Now realizing the extent and implications of his powers, Luke battles with the conflict of how his gifts will affect his future, his endeavors, and even the lives of his offspring, were he to have children. Each intriguing chapter possesses imagination that is authentic and events that are unpredictable. Lazaris has conjured many memorable tales, combining elements of mystery, science fiction, and even allusions to mythology. After a climactic encounter with the God of the Seas in search for the Trident, Luke is reunited with his Grandmother, an incident that propels the novel to its dramatic conclusion-a conclusion that leaves readers thirsting for Lazaris' hopeful hat trick.
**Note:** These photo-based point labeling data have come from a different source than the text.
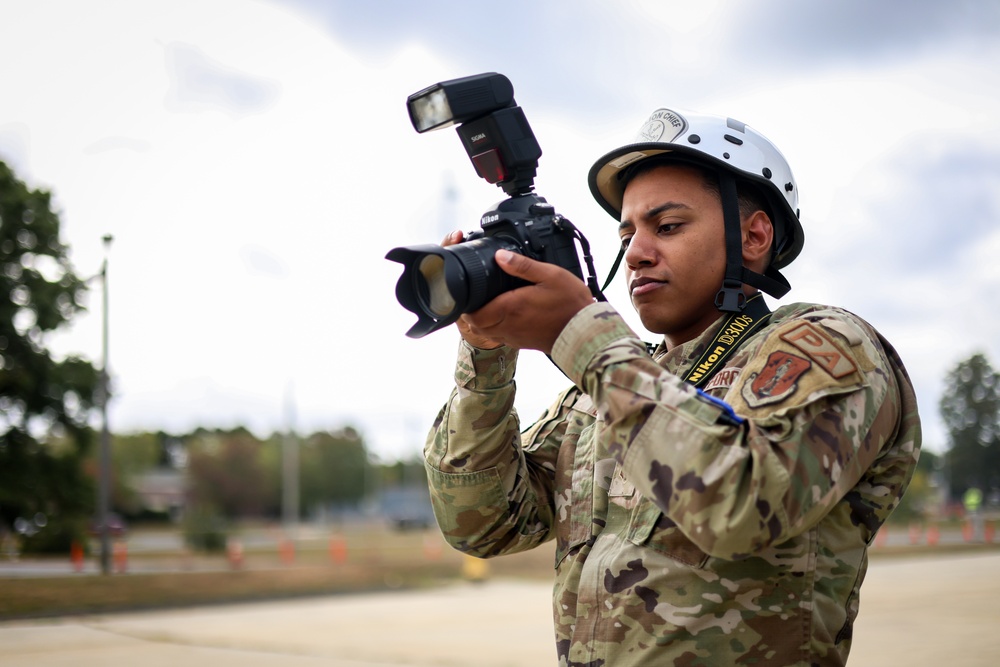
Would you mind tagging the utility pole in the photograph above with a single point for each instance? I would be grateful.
(104, 476)
(290, 468)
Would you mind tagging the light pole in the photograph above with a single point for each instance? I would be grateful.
(104, 475)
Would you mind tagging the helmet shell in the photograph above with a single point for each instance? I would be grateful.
(717, 143)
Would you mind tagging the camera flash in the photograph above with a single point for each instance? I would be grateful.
(431, 110)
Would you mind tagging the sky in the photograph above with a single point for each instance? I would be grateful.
(254, 162)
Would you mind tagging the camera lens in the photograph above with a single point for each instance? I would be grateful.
(439, 284)
(433, 289)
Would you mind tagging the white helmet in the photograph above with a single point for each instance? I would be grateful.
(721, 144)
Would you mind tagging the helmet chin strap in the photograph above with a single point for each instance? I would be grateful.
(730, 298)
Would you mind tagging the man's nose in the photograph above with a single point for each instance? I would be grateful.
(640, 250)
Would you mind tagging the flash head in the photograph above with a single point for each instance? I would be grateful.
(459, 100)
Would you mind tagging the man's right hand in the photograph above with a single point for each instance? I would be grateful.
(463, 325)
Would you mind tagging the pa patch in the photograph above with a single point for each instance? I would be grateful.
(776, 381)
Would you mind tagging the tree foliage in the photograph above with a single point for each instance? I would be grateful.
(45, 402)
(970, 408)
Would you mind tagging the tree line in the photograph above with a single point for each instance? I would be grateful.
(48, 466)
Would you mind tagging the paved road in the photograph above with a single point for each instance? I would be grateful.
(914, 612)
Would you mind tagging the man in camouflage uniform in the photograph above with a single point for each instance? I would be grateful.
(713, 501)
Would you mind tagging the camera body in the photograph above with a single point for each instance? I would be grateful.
(529, 226)
(439, 284)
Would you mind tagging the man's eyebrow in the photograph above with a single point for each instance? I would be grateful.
(655, 211)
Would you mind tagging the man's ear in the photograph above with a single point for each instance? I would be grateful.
(758, 237)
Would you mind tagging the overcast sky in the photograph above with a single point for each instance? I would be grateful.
(254, 162)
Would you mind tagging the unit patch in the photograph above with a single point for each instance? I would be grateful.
(725, 379)
(776, 381)
(819, 347)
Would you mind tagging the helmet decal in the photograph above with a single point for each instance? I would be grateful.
(663, 125)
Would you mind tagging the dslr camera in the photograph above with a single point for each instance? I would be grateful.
(440, 284)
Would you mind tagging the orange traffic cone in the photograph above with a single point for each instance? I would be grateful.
(76, 556)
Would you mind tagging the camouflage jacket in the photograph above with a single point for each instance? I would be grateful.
(689, 530)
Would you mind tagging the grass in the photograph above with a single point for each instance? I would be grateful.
(362, 560)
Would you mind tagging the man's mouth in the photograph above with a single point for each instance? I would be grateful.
(641, 286)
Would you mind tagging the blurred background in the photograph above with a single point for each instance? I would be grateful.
(252, 162)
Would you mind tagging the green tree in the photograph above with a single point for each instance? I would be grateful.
(225, 473)
(334, 468)
(45, 402)
(970, 408)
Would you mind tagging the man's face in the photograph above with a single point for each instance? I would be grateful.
(675, 256)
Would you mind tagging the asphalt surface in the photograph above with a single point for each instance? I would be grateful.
(928, 610)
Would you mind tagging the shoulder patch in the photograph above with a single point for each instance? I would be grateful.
(821, 349)
(776, 381)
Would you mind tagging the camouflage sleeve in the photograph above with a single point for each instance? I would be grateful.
(765, 465)
(489, 494)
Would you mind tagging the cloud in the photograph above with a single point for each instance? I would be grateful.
(198, 83)
(861, 32)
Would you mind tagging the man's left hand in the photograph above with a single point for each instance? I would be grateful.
(531, 317)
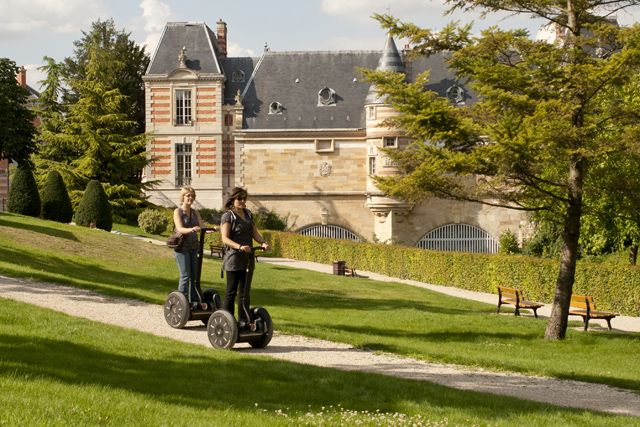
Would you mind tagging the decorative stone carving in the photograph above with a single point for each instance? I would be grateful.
(324, 169)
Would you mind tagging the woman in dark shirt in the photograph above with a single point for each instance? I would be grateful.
(188, 222)
(238, 242)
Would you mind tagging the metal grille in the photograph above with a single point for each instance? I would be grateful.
(183, 164)
(459, 238)
(329, 231)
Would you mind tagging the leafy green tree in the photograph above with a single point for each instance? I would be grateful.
(23, 193)
(56, 204)
(543, 117)
(94, 208)
(17, 133)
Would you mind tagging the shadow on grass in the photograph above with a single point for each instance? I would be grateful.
(5, 220)
(221, 379)
(87, 275)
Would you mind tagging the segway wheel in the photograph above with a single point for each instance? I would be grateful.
(211, 296)
(213, 300)
(176, 310)
(267, 327)
(222, 330)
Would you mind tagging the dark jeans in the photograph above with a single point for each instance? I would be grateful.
(187, 260)
(235, 285)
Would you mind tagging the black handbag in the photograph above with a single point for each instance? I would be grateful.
(175, 239)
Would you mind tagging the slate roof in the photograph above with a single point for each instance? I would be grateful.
(294, 79)
(199, 41)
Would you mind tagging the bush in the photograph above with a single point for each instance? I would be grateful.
(56, 204)
(153, 221)
(508, 243)
(23, 193)
(94, 207)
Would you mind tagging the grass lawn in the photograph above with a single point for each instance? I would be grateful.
(57, 370)
(390, 317)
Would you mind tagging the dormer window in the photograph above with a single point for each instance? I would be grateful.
(275, 108)
(237, 76)
(326, 97)
(182, 110)
(456, 95)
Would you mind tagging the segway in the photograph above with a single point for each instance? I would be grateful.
(254, 324)
(178, 311)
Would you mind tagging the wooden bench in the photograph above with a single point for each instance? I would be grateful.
(514, 297)
(585, 307)
(350, 271)
(219, 249)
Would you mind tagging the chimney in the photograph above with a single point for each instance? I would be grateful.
(222, 38)
(22, 77)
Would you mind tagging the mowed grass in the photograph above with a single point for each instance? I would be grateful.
(57, 370)
(379, 316)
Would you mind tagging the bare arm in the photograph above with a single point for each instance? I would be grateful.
(177, 221)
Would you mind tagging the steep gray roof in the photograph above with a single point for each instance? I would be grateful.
(275, 81)
(390, 60)
(199, 41)
(294, 79)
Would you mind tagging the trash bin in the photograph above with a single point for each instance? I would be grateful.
(338, 267)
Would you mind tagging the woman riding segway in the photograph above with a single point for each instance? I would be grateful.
(238, 232)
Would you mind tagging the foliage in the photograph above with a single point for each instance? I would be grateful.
(24, 198)
(508, 243)
(97, 132)
(614, 287)
(94, 208)
(153, 221)
(544, 114)
(56, 204)
(270, 220)
(17, 133)
(111, 57)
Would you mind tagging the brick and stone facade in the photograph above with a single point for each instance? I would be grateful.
(299, 130)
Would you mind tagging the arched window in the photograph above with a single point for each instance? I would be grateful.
(326, 96)
(329, 231)
(459, 238)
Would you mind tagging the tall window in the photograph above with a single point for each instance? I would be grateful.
(183, 164)
(183, 107)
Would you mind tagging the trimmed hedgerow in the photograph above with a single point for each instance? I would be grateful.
(614, 287)
(56, 204)
(24, 198)
(94, 207)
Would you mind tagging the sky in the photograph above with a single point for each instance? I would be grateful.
(33, 29)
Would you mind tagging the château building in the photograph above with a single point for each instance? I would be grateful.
(301, 132)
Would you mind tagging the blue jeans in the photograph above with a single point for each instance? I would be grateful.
(187, 260)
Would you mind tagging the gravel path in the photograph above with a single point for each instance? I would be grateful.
(149, 318)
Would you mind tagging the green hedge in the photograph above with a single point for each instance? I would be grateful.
(614, 287)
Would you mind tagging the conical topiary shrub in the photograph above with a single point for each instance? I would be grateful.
(23, 193)
(94, 207)
(56, 204)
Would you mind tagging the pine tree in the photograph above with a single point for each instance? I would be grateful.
(544, 115)
(23, 193)
(94, 208)
(56, 204)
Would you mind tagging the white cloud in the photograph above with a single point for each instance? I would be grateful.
(155, 14)
(59, 16)
(363, 10)
(236, 51)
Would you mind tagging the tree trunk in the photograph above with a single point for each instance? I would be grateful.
(557, 326)
(633, 255)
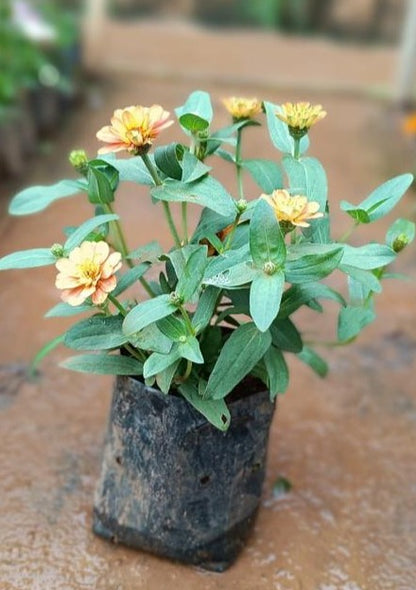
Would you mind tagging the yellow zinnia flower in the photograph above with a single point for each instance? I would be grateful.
(292, 210)
(133, 129)
(242, 108)
(88, 271)
(300, 116)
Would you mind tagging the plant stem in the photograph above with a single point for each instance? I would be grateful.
(238, 165)
(296, 151)
(347, 234)
(232, 232)
(153, 173)
(187, 319)
(117, 304)
(185, 222)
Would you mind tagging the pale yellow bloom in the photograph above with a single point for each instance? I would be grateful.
(88, 271)
(295, 210)
(242, 108)
(300, 116)
(133, 129)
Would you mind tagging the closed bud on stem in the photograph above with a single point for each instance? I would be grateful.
(176, 299)
(269, 268)
(57, 250)
(241, 206)
(400, 243)
(79, 160)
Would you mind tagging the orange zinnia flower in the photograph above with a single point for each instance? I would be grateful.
(300, 116)
(88, 271)
(133, 129)
(294, 210)
(242, 108)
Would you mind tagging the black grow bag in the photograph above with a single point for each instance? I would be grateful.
(173, 484)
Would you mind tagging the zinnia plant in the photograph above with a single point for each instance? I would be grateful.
(224, 304)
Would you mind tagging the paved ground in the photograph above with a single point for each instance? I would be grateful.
(347, 443)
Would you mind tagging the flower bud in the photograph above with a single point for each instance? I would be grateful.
(241, 206)
(57, 250)
(400, 243)
(79, 160)
(175, 298)
(269, 267)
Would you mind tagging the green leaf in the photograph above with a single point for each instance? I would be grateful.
(299, 295)
(192, 168)
(206, 192)
(206, 307)
(363, 280)
(279, 133)
(63, 310)
(164, 378)
(37, 198)
(173, 327)
(130, 277)
(146, 313)
(156, 362)
(241, 352)
(150, 252)
(266, 174)
(382, 200)
(193, 272)
(352, 320)
(103, 364)
(196, 114)
(286, 336)
(266, 240)
(265, 297)
(130, 169)
(99, 187)
(44, 351)
(190, 350)
(313, 267)
(367, 257)
(167, 160)
(240, 274)
(98, 332)
(151, 338)
(27, 259)
(314, 361)
(215, 411)
(106, 168)
(359, 215)
(85, 229)
(400, 233)
(277, 371)
(211, 222)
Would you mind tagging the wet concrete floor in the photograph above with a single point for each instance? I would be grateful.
(347, 443)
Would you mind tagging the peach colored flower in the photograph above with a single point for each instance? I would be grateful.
(88, 271)
(133, 129)
(242, 108)
(409, 124)
(294, 210)
(301, 116)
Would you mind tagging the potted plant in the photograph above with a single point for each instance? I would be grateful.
(199, 362)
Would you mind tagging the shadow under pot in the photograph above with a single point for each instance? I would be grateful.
(173, 484)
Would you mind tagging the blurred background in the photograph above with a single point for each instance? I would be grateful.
(347, 442)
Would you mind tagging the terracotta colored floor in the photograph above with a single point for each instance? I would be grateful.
(346, 443)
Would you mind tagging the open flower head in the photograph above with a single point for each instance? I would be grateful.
(292, 210)
(242, 108)
(134, 129)
(89, 270)
(300, 116)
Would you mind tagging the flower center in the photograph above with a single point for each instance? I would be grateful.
(89, 271)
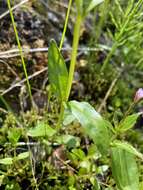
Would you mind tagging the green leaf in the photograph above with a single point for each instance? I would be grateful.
(128, 147)
(57, 71)
(14, 135)
(94, 125)
(6, 161)
(69, 140)
(22, 156)
(42, 129)
(124, 169)
(92, 5)
(128, 122)
(79, 5)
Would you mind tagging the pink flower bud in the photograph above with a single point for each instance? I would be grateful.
(139, 95)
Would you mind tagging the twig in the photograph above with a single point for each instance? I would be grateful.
(103, 104)
(13, 8)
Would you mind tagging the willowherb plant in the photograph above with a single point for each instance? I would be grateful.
(106, 137)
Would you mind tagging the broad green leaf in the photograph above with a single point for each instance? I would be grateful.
(57, 71)
(124, 169)
(128, 147)
(22, 155)
(6, 161)
(93, 4)
(128, 122)
(42, 129)
(94, 125)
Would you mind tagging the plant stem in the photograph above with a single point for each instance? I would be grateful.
(72, 65)
(65, 25)
(20, 50)
(74, 54)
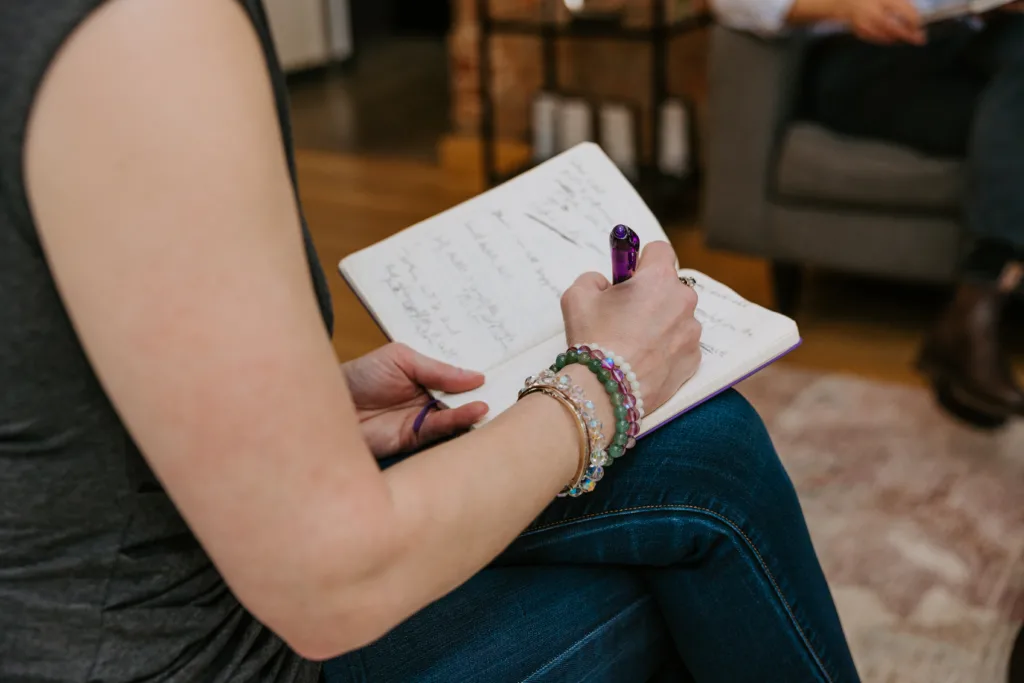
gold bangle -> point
(581, 426)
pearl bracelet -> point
(594, 458)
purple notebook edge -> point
(723, 389)
(652, 429)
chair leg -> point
(1016, 674)
(787, 283)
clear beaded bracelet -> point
(595, 457)
(620, 382)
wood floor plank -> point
(865, 327)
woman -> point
(188, 488)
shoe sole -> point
(962, 403)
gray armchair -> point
(802, 196)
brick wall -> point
(604, 69)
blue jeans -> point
(690, 562)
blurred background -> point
(919, 517)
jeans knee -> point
(721, 454)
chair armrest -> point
(753, 91)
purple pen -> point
(625, 249)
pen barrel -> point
(625, 251)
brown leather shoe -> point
(967, 361)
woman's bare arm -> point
(161, 191)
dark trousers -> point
(690, 562)
(960, 95)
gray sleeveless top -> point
(100, 580)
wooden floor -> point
(864, 327)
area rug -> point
(919, 521)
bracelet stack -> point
(624, 390)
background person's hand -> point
(389, 389)
(884, 22)
(647, 319)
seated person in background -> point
(954, 89)
(190, 486)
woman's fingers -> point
(657, 254)
(438, 376)
(443, 423)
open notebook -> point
(479, 285)
(937, 10)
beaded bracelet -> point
(593, 461)
(574, 483)
(620, 382)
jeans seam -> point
(588, 636)
(728, 522)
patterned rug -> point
(919, 522)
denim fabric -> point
(960, 95)
(690, 562)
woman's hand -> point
(884, 22)
(647, 319)
(389, 389)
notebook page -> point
(737, 338)
(935, 10)
(481, 283)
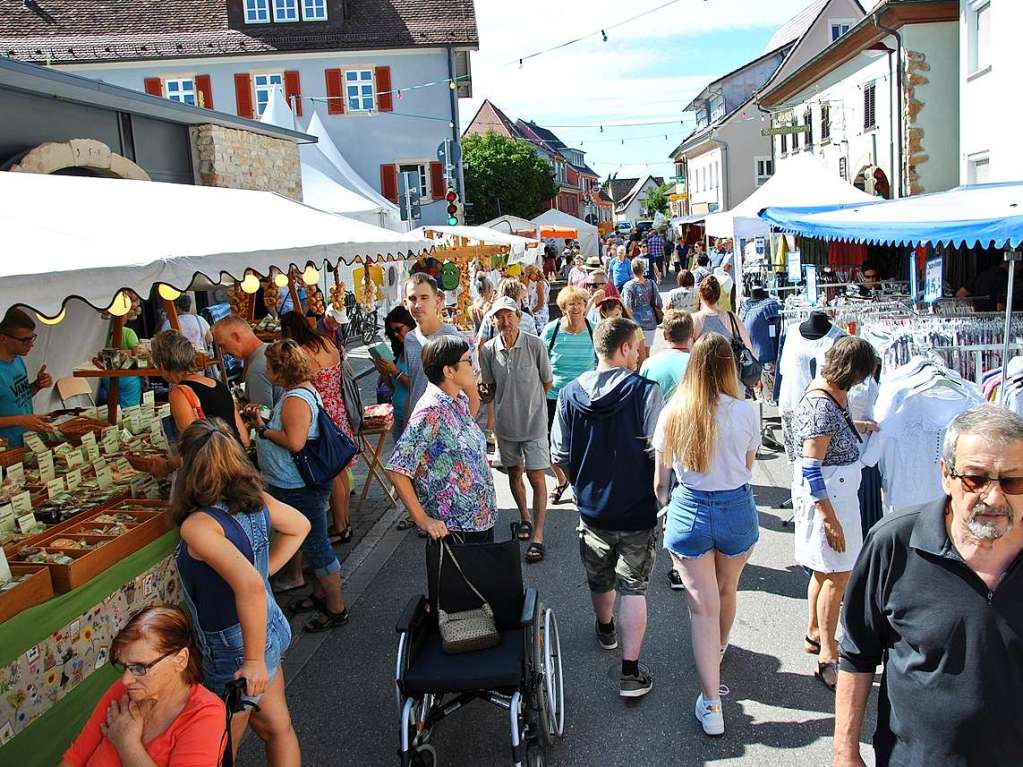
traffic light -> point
(454, 208)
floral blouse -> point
(444, 453)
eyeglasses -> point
(980, 483)
(23, 339)
(140, 669)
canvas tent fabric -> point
(588, 236)
(803, 180)
(88, 237)
(524, 250)
(984, 215)
(327, 184)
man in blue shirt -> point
(620, 268)
(17, 333)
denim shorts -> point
(224, 651)
(312, 502)
(701, 521)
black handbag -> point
(326, 456)
(749, 366)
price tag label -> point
(104, 478)
(6, 519)
(21, 503)
(74, 479)
(28, 524)
(34, 443)
(56, 487)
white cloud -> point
(634, 77)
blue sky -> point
(647, 72)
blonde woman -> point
(709, 438)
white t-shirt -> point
(738, 434)
(192, 327)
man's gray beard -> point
(984, 531)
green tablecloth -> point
(47, 737)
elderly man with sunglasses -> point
(17, 333)
(937, 597)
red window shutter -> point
(243, 95)
(437, 183)
(293, 87)
(389, 182)
(205, 89)
(336, 95)
(385, 99)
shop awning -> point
(985, 215)
(803, 180)
(65, 236)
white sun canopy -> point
(65, 236)
(801, 181)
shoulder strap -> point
(440, 569)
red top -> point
(195, 738)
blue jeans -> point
(312, 503)
(701, 521)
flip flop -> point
(535, 552)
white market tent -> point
(68, 236)
(803, 180)
(326, 183)
(588, 237)
(510, 224)
(524, 250)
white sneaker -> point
(710, 717)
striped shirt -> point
(571, 356)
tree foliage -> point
(506, 170)
(657, 200)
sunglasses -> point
(140, 669)
(980, 483)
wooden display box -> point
(35, 590)
(149, 526)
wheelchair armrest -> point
(529, 606)
(413, 614)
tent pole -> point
(1012, 257)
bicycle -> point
(361, 324)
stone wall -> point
(915, 153)
(242, 160)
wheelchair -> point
(522, 674)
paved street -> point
(342, 696)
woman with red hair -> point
(158, 712)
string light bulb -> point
(250, 284)
(52, 320)
(121, 305)
(168, 292)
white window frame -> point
(978, 65)
(284, 5)
(181, 90)
(424, 171)
(359, 84)
(266, 87)
(838, 24)
(253, 9)
(317, 6)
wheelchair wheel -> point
(550, 690)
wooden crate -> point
(87, 565)
(35, 590)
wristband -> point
(814, 479)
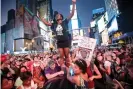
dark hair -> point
(5, 71)
(82, 65)
(55, 13)
(25, 75)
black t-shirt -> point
(61, 30)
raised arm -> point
(73, 9)
(43, 20)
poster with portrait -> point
(87, 46)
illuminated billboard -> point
(101, 24)
(114, 26)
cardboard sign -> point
(87, 46)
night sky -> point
(84, 8)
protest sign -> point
(87, 46)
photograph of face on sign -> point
(84, 52)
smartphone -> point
(71, 71)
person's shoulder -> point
(66, 20)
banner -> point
(87, 46)
(27, 23)
(19, 17)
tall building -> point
(120, 17)
(111, 8)
(25, 23)
(75, 25)
(94, 31)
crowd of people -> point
(108, 69)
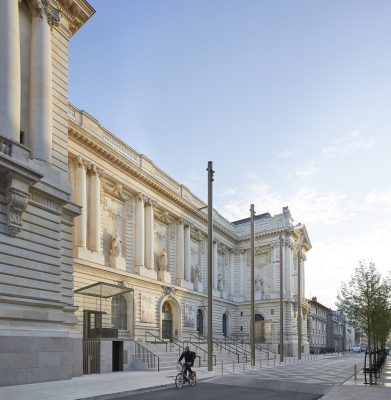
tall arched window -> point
(119, 317)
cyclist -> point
(189, 357)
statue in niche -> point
(220, 285)
(163, 261)
(197, 276)
(116, 245)
(259, 285)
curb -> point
(117, 395)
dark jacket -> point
(188, 356)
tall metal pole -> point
(252, 320)
(210, 264)
(281, 302)
(299, 303)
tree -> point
(366, 301)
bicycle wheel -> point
(192, 381)
(179, 380)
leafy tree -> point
(366, 301)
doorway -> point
(259, 328)
(200, 323)
(118, 360)
(166, 321)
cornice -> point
(94, 144)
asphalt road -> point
(307, 381)
(222, 391)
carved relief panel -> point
(161, 250)
(262, 263)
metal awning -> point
(103, 290)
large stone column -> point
(187, 252)
(215, 265)
(94, 211)
(81, 200)
(231, 273)
(139, 230)
(241, 273)
(9, 70)
(149, 235)
(44, 16)
(180, 254)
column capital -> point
(48, 9)
(17, 201)
(95, 170)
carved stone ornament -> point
(169, 291)
(5, 147)
(48, 8)
(16, 204)
(115, 190)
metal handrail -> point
(146, 356)
(177, 343)
(200, 348)
(157, 339)
(219, 342)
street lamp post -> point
(210, 264)
(281, 303)
(252, 320)
(299, 301)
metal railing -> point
(146, 356)
(220, 343)
(157, 339)
(205, 352)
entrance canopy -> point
(103, 290)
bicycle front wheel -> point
(179, 380)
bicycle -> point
(181, 378)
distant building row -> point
(330, 331)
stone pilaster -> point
(231, 272)
(187, 252)
(94, 210)
(140, 230)
(242, 273)
(9, 70)
(81, 200)
(149, 234)
(180, 254)
(215, 265)
(44, 16)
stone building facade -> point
(38, 339)
(318, 326)
(96, 241)
(141, 229)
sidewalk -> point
(97, 387)
(107, 386)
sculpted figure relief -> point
(116, 245)
(220, 285)
(163, 261)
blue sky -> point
(289, 99)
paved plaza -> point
(330, 377)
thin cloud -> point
(351, 143)
(285, 154)
(306, 170)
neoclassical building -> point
(98, 246)
(142, 230)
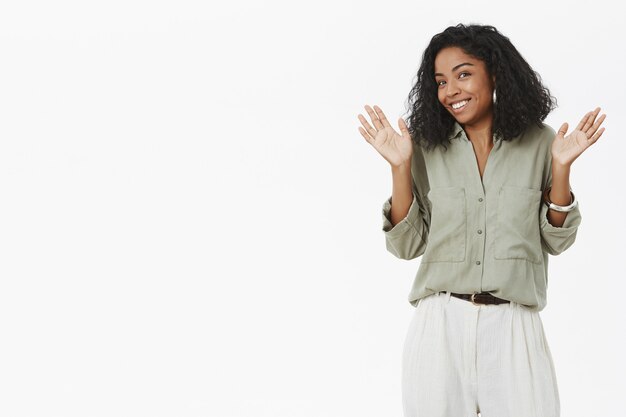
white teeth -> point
(459, 104)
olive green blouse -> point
(478, 235)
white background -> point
(190, 221)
The Dragon Man Series Jun 05, 2004
I think your series is great. I was a big fan of Marvel comics as a kid. --John Weaver www.Booksandauthors.net
Reviewed by NYT/Best Selling Author Ellen Tanner Marsh Jun 04, 2004
In Ted Lazaris's first fantasy adventure novel, Dragonman, the Adventures of Luke Starr, the reader was introduced to the likeable Luke and his seemingly normal way of life growing up in Milwaukee, Wisconsin. Luke was portrayed as a quiet, average kid plagued by all the inherent problems of the typical American teen: dealing with a crush on a girl he's too shy to approach, pesky sisters constantly poking their noses into his business, bullies at school and exams to study for. But Luke, readers soon discovered, was burdened by a far greater weight than any of his peers, as he struggled to come to terms with his birthright as The Chosen One, savior of the distant world of Spellville. Not only that, but, like hapless Peter Parker forced to juggle his complex life as Spider-Man while pursuing his love interest and his not-always-easy career, Luke had to learn to harness the enormous powers of Dragonman, his super alter-ego, a persona that regrettably did not come with an instruction manual. In this second, action comic-like installment, Dragonman and the Poseidon Encounter, Luke seems to have come to terms with his legacy and appears well in control of his super powers--which he will be called upon to use this time around to save the world from an evil demon who seeks to claim the souls of every human being on earth. The mood of impending danger is set from the very first page, when author Ted Lazaris takes off his gloves to delivering a knock-out of an opening scene: Five-year-old Bobby Blakely, running downstairs on the morning of his birthday, finds not the hoped for brand new bicycle as a gift, but rather an enormous blue whale that has somehow "washed up" in the small lake on his parent's isolated farm. While many consider the whale's appearance a hoax, others believe it to be a sign of impending Biblical doom. And it is enough to rouse Luke's suspicions that worse is about to happen--which it does. In a pace that never flags, Poseidon Encounter unfolds in a complex thread of differing tales, from an old-fashioned detective murder mystery to a science fiction fantasy, all neatly stitched together by an intriguing cast of characters, both good and evil and not-exactly-as-they-seem. An imaginative writer, Lazaris blends magic, mysticism, religion and the fast-paced action of the comic book world into a book that fans of the first Dragonman tale will find hard to put down.